Janet Allen's decision to leave the BBSRC was announced at the end of last month, but at the time no reason was publicly given for her departure.
She joined the research council as director of research in 2008 following a spell in the pharmaceutical industry. Between 1994 and 2001 she was professor of molecular medicine at the University of Glasgow.
During that time she supervised the doctoral work of Alirio Melendez, who is currently suspended from his position as chair of immunopharmacology at the University of Liverpool following allegations of data manipulation.
Ongoing investigations at Liverpool, Glasgow and the National University of Singapore, where Professor Melendez has worked, have so far resulted in the retraction of one of his papers and the publication of an editorial expression of concern relating to another.
Last month, it was revealed that the three universities were collaborating on an investigation into all 70 papers Professor Melendez has authored. This will include every paper he wrote while at Glasgow, to which he returned as professor of immunopharmacology in 2007 before moving to Liverpool last year.
His PhD with Professor Allen in the late 1990s resulted in seven co-authored papers, plus a further five published after he left Glasgow.
'Personal, private reasons'
Both Professor Allen and the BBSRC denied that her previous connection with Professor Melendez had anything to do with her decision to leave the council.
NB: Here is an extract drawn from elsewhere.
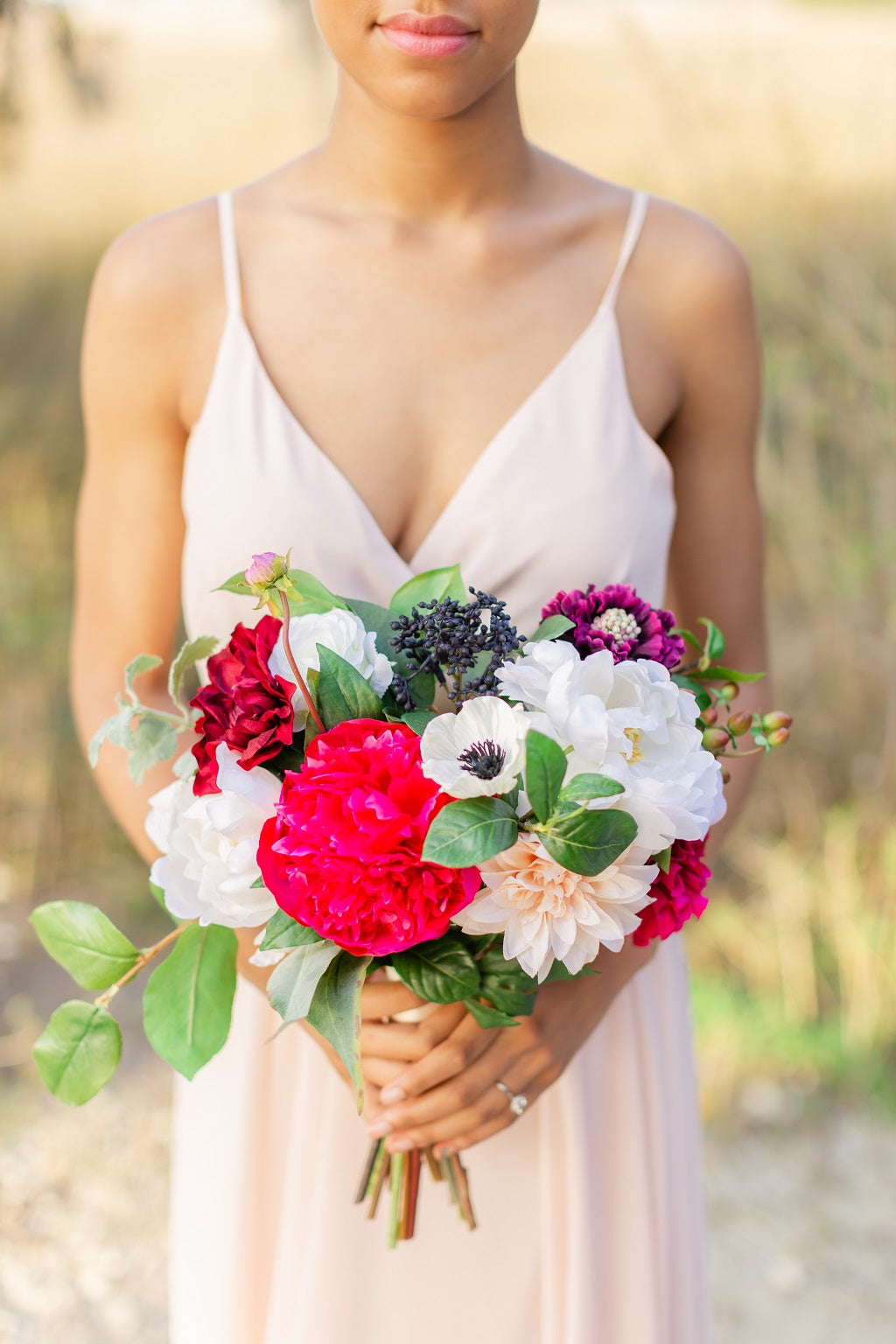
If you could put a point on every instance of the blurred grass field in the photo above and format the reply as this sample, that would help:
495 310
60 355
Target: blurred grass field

Professor Allen told Times Higher Education: "The reasons for my resignation from the BBSRC are personal and private. There is absolutely no connection between my resignation from the BBSRC and the allegations made concerning [the] published work of Alirio Melendez."
Douglas Kell, chief executive of the BBSRC, publicly thanked Professor Allen for her work at the research council. He said her "leadership and personal drive" had led to "noteworthy" contributions to the delivery of every aspect of the organisation's strategic plan, including multipartner programmes and the move to longer, larger grants.